Personal information
- Born: 18 February 2004 (age 22) Lower Hutt, New Zealand
- Height: 181 cm (5 ft 11 in)
- Weight: 91 kg (14 st 5 lb)

Playing information
- Position: Halfback, Five-eighth
Club
| Years | Team | Pld | T | G | FG | P |
| 2023– | Dolphins | 90 | 8 | 2 | 1 | 37 |
Representative
| Years | Team | Pld | T | G | FG | P |
| 2022–25 | Tonga | 11 | 2 | 33 | 1 | 75 |
- Source: As of 25 September 2026
- Relatives: Sione Katoa (brother) Sam Wykes (cousin)

= Isaiya Katoa =

Tonga international rugby league footballer

Isaiya Katoa (born 18 February 2004) is a Tonga international rugby league footballer who plays as a and captains the Dolphins in the National Rugby League (NRL).

==Background==
Katoa was born in Wellington, New Zealand to a family of Tongan and Cook Islands descent. He moved to Sydney at nine years of age where he was educated at Barker College, Hornsby and played junior rugby league for Glenmore Park Brumbies alongside future Wallaby player Joseph Sua'ali'i.

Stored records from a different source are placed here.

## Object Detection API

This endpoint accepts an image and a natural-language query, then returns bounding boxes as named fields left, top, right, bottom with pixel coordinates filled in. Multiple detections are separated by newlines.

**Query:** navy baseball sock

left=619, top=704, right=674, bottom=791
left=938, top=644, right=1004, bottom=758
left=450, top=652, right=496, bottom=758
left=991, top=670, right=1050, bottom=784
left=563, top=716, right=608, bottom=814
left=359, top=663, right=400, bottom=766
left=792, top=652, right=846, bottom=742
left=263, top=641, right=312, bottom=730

He is the brother to current NRL player Sione Katoa and second cousin of former Rugby Union footballer Sam Wykes.

==Playing career==
===Rugby Union===
Katoa moved to Australia when he was nine. He attended Barker College for year 11 and 12. Katoa was selected at inside centre for NSW Waratahs Academy u18 team in 2021 after strong performances for Barker College and CAS. At Barker, he won a Combined Associated Schools Championship and a Manu Sutherland Shield beating St Joseph's College, Nudgee in 2022.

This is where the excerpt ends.